Here is a view of the Ashanti warriors defending the approaches to Amoaful. A potion of the Ashanti fighting men were only armed with knives or swords... they were expected to dispatch wounded enemy soldiers as the fighting progressed. Ashanti slaves also participated in the battle, with some firing and some loading muskets behind the front line. There are 16 Ashanti formations with 6 miniatures in each unit. This total of 96 figures might represent just under 10000 men with a substantial percentage carrying firearms.
This is a view of the main British column advancing on Amoaful. While the Ashanti warriors outnumber the enemy and have greater mobility the British have a massive advantage in firepower. That hex where the road crosses the swamp is a crucial piece of terrain.
Here is a photograph of the column advancing on the British right flank. Superb order of battle information for the British expedition is available on the internet. This column includes a portion of the Naval Brigade, a rocket detachment, and a native regiment led by Colonel Wood.
These figures in blue uniforms represent part of the Naval Brigade. The total strength of this detachment of sailors and marines from the fleet numbered over 200 men. They move and fight like British infantry. The detachment had high morale and fought well; there was also a friendly rivalry between the army and navy during the march to Kumasi. Of course, the soldiers also resented the ration of grog issued to the Naval Brigade while the army's camp was supposed to be dry on the orders of Sir Garnet.
The rocket detachment functions like a weaker artillery unit. These weapons had some psychological impact on the Ashanti warriors.
Two regiments of African militia served with the British army. Each company was composed of men from a tribe hostile to the Ashanti. Discipline was not good; at one point in the battle the men threw down their Enfield muskets and rushed forward to chop the heads off of the Ashanti wounded! Native troops roll a 2-1-1 sequence on the battle dice. This regiment was somewhat weakened by detachments left behind to garrison various base camps along the route from the coast.
There are special command rules for the Ashanti player. A system of drums and horns could be used to signal orders to Ashanti formations. This method had limitations but certainly deserves to be included in the scenario. Two flags are used to indicate a pair of units which have been activated by the drumming and horn blowing. To reflect the structured nature of these "orders" the activation must continue for another turn before the signal can be switched to other units.

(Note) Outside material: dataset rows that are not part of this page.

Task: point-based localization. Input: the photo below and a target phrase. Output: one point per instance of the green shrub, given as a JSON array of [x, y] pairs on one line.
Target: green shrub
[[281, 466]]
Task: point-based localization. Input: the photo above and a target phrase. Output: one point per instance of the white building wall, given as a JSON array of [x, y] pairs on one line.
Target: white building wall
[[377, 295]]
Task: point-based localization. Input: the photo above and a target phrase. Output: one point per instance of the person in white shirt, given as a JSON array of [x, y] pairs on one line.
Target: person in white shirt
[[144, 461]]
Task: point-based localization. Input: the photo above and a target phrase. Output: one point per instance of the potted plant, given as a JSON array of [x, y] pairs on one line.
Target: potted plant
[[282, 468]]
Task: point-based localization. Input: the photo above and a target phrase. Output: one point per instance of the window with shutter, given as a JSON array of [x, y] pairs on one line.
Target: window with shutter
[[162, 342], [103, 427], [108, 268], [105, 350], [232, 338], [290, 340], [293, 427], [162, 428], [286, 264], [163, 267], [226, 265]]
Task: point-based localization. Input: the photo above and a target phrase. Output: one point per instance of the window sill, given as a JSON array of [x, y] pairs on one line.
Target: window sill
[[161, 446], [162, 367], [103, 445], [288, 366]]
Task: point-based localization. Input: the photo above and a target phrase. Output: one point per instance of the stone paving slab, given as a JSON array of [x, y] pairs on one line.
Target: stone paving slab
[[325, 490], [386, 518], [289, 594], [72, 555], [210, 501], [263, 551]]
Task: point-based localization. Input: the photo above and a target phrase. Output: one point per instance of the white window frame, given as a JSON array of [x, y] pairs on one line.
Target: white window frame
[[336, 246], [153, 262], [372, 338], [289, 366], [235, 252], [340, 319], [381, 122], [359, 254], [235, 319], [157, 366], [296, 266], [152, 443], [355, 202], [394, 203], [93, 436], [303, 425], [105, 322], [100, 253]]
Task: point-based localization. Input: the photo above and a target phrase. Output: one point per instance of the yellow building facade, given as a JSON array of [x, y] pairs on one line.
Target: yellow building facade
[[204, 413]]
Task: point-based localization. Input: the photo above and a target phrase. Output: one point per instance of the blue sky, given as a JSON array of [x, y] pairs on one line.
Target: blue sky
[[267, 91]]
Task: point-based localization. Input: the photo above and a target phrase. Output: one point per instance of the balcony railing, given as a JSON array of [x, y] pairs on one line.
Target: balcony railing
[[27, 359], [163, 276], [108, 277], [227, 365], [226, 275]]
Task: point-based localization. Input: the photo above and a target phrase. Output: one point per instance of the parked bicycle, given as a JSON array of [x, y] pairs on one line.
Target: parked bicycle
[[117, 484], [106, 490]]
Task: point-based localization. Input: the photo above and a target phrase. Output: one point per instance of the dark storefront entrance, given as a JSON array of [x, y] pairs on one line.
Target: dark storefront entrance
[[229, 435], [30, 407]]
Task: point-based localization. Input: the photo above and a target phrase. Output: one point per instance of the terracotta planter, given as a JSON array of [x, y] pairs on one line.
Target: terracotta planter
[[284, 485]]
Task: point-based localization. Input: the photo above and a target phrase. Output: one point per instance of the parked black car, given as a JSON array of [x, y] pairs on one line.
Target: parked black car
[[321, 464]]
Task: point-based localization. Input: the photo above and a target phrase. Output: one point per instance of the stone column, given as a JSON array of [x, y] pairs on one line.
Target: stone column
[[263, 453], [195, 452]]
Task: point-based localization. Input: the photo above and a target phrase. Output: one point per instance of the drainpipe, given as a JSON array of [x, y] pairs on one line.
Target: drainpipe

Wolseley had personally selected a group of enthusiastic young officers to serve on his staff before the expedition left Britain. A staff officer (with revolver) may be dispatched anywhere on the board to activate any British unit. A staff officer is never eliminated and the miniature may be sent on another assignment during every turn.
There is no miniature representing Wolseley. Here is an interesting historical tidbit: the general had difficulty walking long distances due to a previous wound. Horses and mules did not thrive on the Gold Coast. Wolseley was actually carried most of the way to Kumasi by native bearers... according to one source, in a wicker chair like a movie potentate!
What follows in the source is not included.